I was used to being the guy who did things for others, but with Bear, it was different. I could lean on him. I didn’t even have to ask. And I had to admit, as strange as it felt, it also lifted a weight from my shoulders.

Ty being a doormat not knowing how to say no was a major issue I had with him. He was a bit of a doormat when it came to pretty much everybody and everything. There’s one part in the book when Ty is slammed with only hours left to finish the sculpture when he gets a call to pick up one of his sisters at the airport. He doesn’t have time. He’s literally hours from finishing it – and everybody knows this – but he’s the one who gets the call anyway.

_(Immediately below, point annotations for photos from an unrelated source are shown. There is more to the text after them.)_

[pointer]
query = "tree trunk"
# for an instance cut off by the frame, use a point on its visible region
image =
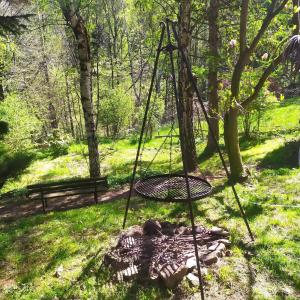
(185, 91)
(1, 90)
(213, 97)
(69, 106)
(52, 116)
(295, 20)
(231, 138)
(77, 24)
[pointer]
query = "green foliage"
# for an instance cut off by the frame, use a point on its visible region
(4, 128)
(116, 111)
(24, 126)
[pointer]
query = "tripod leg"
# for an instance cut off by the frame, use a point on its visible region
(188, 66)
(144, 123)
(196, 250)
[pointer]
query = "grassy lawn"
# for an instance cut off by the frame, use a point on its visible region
(32, 248)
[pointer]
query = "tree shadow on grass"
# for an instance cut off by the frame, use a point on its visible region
(285, 156)
(13, 164)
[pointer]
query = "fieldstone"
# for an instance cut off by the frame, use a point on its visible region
(135, 231)
(167, 228)
(172, 275)
(152, 227)
(130, 272)
(221, 247)
(225, 242)
(210, 258)
(188, 231)
(200, 229)
(194, 280)
(213, 247)
(216, 230)
(59, 271)
(191, 263)
(128, 242)
(180, 230)
(204, 271)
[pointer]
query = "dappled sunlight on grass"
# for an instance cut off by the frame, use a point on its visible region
(32, 248)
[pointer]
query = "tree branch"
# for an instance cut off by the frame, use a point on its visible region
(262, 80)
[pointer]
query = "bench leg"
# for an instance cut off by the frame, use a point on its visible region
(96, 197)
(43, 203)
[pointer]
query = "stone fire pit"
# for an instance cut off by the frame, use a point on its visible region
(162, 250)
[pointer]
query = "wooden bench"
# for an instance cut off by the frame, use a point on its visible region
(45, 191)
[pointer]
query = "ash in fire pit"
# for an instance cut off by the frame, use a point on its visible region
(162, 250)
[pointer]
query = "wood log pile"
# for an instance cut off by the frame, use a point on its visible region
(163, 250)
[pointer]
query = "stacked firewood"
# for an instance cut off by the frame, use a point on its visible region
(162, 250)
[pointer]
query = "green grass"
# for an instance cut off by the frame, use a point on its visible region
(32, 248)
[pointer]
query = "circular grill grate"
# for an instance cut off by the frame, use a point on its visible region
(172, 188)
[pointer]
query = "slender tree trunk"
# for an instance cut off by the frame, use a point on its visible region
(213, 97)
(296, 17)
(185, 114)
(77, 24)
(231, 138)
(1, 90)
(69, 106)
(52, 116)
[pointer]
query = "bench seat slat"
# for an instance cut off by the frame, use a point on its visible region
(68, 186)
(59, 194)
(70, 182)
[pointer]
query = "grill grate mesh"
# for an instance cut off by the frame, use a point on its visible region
(172, 188)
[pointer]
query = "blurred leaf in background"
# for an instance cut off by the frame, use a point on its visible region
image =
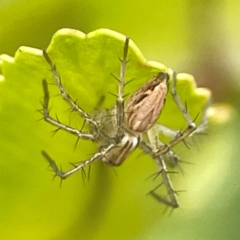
(201, 38)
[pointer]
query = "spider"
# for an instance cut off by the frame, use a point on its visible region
(126, 126)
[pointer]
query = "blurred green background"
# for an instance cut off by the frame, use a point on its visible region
(198, 37)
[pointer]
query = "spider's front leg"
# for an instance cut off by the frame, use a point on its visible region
(66, 97)
(79, 166)
(56, 123)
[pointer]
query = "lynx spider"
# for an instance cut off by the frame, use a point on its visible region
(120, 130)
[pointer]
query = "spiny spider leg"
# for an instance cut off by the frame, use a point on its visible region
(120, 97)
(189, 131)
(65, 95)
(146, 147)
(58, 124)
(77, 167)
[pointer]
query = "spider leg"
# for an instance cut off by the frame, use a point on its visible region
(163, 171)
(65, 95)
(57, 123)
(191, 129)
(120, 96)
(79, 166)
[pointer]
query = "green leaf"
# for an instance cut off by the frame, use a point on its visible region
(108, 202)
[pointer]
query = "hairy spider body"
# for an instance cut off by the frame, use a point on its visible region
(120, 130)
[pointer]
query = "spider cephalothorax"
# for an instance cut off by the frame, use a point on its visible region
(126, 126)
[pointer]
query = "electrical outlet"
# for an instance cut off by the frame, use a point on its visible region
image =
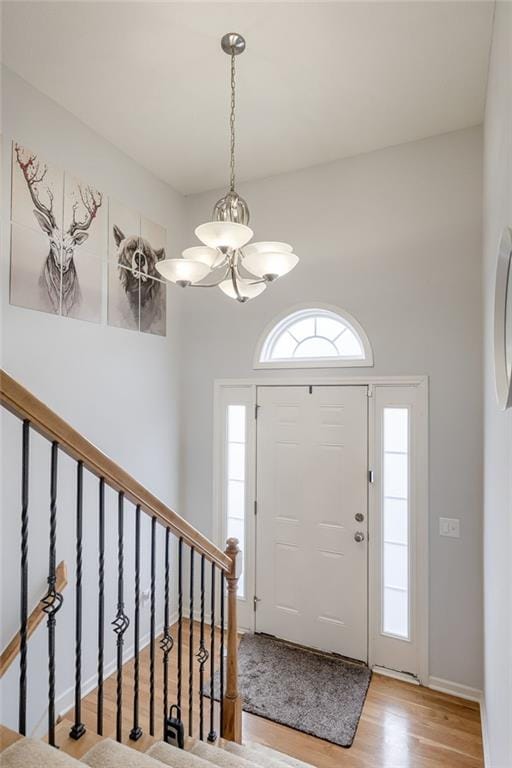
(449, 526)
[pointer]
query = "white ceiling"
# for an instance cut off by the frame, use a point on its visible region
(319, 81)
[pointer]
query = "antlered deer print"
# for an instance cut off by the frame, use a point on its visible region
(59, 281)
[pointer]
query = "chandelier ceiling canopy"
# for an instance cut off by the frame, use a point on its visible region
(241, 269)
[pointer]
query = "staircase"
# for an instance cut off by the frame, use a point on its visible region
(186, 571)
(21, 752)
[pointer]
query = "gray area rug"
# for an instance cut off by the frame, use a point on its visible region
(318, 694)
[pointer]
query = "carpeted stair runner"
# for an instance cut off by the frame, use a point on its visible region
(31, 753)
(288, 759)
(221, 757)
(258, 758)
(111, 754)
(177, 758)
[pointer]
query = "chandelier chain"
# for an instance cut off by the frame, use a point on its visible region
(232, 125)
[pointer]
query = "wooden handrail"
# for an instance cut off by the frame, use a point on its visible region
(23, 404)
(232, 730)
(35, 618)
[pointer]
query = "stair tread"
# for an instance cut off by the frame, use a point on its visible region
(176, 758)
(221, 757)
(289, 759)
(110, 754)
(33, 753)
(260, 758)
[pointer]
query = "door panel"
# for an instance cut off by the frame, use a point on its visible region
(311, 574)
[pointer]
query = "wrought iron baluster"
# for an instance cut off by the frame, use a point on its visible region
(167, 642)
(212, 736)
(101, 604)
(152, 631)
(191, 644)
(22, 713)
(221, 665)
(121, 622)
(202, 655)
(136, 731)
(53, 599)
(78, 728)
(180, 620)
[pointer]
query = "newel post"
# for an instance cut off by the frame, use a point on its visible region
(232, 726)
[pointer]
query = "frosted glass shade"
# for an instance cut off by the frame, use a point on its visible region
(182, 271)
(203, 254)
(267, 263)
(223, 234)
(247, 290)
(266, 246)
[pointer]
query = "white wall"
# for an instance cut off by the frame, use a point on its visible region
(497, 425)
(394, 238)
(118, 387)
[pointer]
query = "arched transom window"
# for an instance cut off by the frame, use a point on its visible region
(314, 337)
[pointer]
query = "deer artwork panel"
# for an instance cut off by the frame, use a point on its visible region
(58, 239)
(136, 295)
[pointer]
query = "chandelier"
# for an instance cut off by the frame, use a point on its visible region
(242, 270)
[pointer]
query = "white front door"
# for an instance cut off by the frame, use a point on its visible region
(312, 481)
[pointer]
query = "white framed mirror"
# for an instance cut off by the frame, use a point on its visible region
(503, 321)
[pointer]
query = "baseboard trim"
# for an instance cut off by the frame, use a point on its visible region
(455, 689)
(485, 733)
(405, 677)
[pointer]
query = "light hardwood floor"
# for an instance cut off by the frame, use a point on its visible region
(402, 725)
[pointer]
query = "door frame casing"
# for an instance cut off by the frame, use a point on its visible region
(250, 385)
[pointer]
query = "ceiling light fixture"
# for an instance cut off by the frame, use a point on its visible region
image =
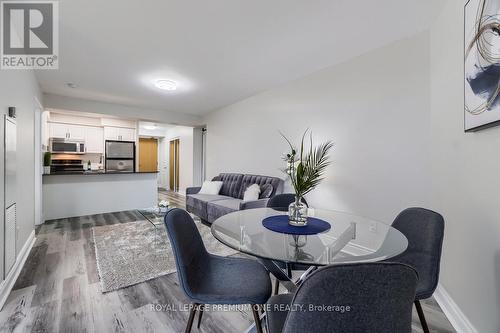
(166, 85)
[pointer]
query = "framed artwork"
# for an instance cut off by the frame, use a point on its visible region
(482, 64)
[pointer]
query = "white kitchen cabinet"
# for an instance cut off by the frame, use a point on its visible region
(127, 134)
(119, 133)
(65, 131)
(76, 132)
(94, 140)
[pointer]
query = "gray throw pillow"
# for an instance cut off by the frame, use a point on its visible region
(265, 191)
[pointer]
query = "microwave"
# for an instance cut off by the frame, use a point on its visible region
(59, 146)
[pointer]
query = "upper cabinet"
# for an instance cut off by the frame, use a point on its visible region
(119, 133)
(65, 131)
(59, 131)
(94, 140)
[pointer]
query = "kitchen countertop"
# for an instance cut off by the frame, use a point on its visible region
(97, 173)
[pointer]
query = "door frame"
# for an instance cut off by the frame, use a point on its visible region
(174, 164)
(38, 158)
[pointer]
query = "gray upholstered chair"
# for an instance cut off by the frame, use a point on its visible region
(424, 230)
(209, 279)
(369, 297)
(281, 202)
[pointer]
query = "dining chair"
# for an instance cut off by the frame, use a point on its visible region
(366, 297)
(280, 202)
(424, 230)
(209, 279)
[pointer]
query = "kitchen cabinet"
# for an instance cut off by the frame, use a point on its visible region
(94, 140)
(127, 134)
(65, 131)
(59, 131)
(76, 132)
(119, 133)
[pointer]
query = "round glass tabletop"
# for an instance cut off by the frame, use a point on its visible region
(351, 238)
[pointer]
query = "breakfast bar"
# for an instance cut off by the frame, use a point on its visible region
(67, 195)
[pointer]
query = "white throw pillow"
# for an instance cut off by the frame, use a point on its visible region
(210, 187)
(251, 193)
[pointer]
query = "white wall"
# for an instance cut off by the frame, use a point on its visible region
(465, 181)
(83, 105)
(185, 136)
(19, 88)
(374, 107)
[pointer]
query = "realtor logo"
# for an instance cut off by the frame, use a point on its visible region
(29, 34)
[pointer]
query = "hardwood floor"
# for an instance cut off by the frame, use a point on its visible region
(58, 289)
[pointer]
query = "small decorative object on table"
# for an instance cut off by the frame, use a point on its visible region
(47, 159)
(163, 206)
(305, 169)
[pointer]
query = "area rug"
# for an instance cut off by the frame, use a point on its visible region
(131, 253)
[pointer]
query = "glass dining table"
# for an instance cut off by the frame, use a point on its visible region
(351, 239)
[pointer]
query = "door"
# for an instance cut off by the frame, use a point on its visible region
(39, 148)
(94, 140)
(174, 165)
(148, 155)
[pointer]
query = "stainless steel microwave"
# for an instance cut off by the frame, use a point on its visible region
(59, 146)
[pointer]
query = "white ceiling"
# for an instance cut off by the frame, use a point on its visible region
(219, 51)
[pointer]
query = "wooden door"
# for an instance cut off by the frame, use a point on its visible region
(174, 165)
(148, 155)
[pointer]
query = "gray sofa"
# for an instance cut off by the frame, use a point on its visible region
(230, 198)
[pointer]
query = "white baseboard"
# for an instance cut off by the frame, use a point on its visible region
(456, 317)
(8, 283)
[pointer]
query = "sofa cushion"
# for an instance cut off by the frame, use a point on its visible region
(265, 191)
(231, 184)
(212, 187)
(219, 208)
(197, 203)
(251, 193)
(259, 180)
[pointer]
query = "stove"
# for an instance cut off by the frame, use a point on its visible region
(66, 166)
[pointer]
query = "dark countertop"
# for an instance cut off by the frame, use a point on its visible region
(97, 173)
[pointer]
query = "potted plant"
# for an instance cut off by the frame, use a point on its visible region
(47, 158)
(305, 168)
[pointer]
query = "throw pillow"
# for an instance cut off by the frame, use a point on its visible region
(210, 187)
(251, 193)
(265, 191)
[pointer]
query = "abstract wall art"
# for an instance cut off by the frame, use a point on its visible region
(482, 64)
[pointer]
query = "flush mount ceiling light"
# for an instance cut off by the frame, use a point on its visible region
(166, 85)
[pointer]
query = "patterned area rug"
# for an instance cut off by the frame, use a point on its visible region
(131, 253)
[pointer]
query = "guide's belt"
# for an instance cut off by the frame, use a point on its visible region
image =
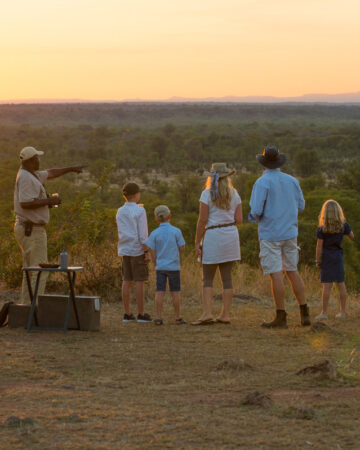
(28, 225)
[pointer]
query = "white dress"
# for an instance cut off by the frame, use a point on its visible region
(221, 244)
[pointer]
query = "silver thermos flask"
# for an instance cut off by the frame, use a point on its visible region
(63, 260)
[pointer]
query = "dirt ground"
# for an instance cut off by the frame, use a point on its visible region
(144, 386)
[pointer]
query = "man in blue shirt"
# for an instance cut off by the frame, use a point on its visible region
(165, 243)
(275, 202)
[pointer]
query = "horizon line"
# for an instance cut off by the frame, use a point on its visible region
(353, 97)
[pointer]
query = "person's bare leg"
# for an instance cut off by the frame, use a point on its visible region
(159, 299)
(176, 302)
(226, 305)
(207, 303)
(325, 296)
(278, 289)
(139, 295)
(297, 286)
(125, 293)
(342, 296)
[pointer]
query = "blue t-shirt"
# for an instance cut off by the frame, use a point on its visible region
(166, 240)
(275, 201)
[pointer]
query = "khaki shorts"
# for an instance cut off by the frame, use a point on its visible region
(276, 256)
(134, 268)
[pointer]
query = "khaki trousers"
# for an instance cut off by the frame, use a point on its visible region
(34, 251)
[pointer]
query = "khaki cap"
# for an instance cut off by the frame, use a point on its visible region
(162, 212)
(28, 152)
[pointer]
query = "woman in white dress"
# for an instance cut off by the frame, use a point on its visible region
(217, 239)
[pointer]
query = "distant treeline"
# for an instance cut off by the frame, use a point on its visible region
(166, 148)
(152, 114)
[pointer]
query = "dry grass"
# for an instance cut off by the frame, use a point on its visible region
(141, 386)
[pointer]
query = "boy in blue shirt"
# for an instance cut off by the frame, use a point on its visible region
(165, 243)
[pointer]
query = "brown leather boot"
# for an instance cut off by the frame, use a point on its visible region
(304, 315)
(278, 322)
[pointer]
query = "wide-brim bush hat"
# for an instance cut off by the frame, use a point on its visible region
(221, 170)
(28, 153)
(271, 158)
(130, 189)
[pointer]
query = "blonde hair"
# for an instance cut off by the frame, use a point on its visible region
(225, 192)
(331, 218)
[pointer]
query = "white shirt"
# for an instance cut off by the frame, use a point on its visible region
(29, 187)
(221, 244)
(132, 229)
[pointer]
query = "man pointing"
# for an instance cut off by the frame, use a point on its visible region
(31, 206)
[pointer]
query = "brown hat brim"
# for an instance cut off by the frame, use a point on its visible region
(272, 164)
(222, 175)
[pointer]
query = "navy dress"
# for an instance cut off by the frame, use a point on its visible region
(332, 265)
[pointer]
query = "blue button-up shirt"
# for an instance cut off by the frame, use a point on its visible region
(132, 229)
(275, 201)
(166, 240)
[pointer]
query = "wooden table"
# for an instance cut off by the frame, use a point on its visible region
(71, 276)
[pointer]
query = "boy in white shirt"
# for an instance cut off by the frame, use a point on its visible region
(133, 232)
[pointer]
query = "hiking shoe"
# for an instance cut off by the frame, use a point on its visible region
(180, 321)
(304, 315)
(322, 316)
(278, 322)
(144, 318)
(128, 318)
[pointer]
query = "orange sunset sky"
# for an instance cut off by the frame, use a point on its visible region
(156, 49)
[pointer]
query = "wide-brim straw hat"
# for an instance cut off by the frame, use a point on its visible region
(221, 170)
(271, 158)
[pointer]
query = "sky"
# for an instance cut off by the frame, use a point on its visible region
(157, 49)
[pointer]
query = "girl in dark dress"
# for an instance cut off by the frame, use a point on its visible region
(329, 253)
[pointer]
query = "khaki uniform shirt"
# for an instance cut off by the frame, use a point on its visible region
(29, 188)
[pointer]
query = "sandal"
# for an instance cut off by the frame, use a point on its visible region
(180, 321)
(203, 322)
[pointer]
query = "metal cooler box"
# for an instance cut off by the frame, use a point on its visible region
(52, 310)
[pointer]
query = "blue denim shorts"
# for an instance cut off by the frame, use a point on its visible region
(174, 280)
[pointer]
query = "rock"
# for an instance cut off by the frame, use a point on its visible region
(13, 421)
(28, 421)
(233, 364)
(324, 371)
(242, 298)
(258, 399)
(319, 327)
(300, 413)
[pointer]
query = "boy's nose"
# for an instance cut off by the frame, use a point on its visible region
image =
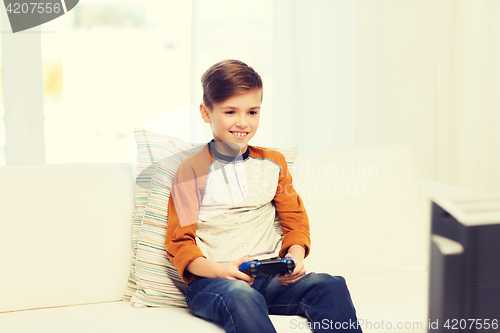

Apparently cabs and Uber don’t exist in River Gorge.

That was sarcasm.

Leading up to the completion of the sculpture, Ty has an incident on the softball field that knocks him out of commission for a few days when he simply doesn’t have time to be out of commission. Thankfully, Bear is right there to take care of him, both on the field on off.

There’s a bit of a slow burn with these two, with them becoming good friends before moving things further. While I’m all about a good slow burn story on occasion, I felt that this had a bit too much of their day to day before everything happened. I’m referring to meals they ate, conversations they had, that type of thing. All of that didn’t wow me. When they did eventually move in the right direction as a couple, it was kind of a nonevent, in my opinion. And as much as I liked both guys, I didn’t really feel them together. Bear was a good Daddy, but it didn’t sound right in my head when Ty called him that. I think it’s because they went from having a conversation about it to the word Daddy falling off Ty’s tongue a little too easily. I say too easily because Ty had never considered himself a boy before. It was all new to him.

Another issue I had with the story was the lack of Ripley from Finding Ripley. I know I say that with every River Gorge book I read, but I seriously love the guy. I was missing his flamboyance and his pajama wearing goats. I was missing his humor and watching as Reed humored him. I know it wasn’t their story, but I was still hoping to see them more. Ripley’s in the book a few times, just not as much as I’d like.

Not all of us are comfortable letting our freak flags fly all the time, unlike Ripley over here. So it can be nice to go to a place where we can let it all hang out, you know?”

Honey, what you guys see is only the tip of the iceberg. You have yet to see my true freakiness.” Ripley gave him a don’t mess with the gay diva look that cracked me up.

Nolan from Cruz was in it a few times, but I don’t remember actually seeing Cruz at all. One of the main reasons I love the River Gorge books is because of the secondary characters. There were a few in this book, but not my real faves. Again, I know it’s Bear and Ty’s story, not theirs, but still.

I liked the rest of the townspeople for the most part. Some I’ve read about in their own books. Others who will no doubt have their own stories someday. Connie, Ty’s sister, irked me. She was one of those people who didn’t hesitate to use Ty. If she was unable to do something that popped up, she should’ve made arrangements, not bothered Ty when he was already stressed out enough and didn’t have time to do whatever it was that Connie and everybody else wanted. Her son, Jack, was a sweetheart. I also adored Bear’s mom.

Overall, this is a nice book. I really liked Bear. It was easy to see how much he loved Ty and wanted to do everything in the world to make him happy. He was a true Daddy and was only happy when his man was. I liked Ty as well. I just didn’t like how he refused to say no when he was suckered into yet another project or favor.

Very low angst. No real drama.

I’ll be reading the others because I’m invested in this little world.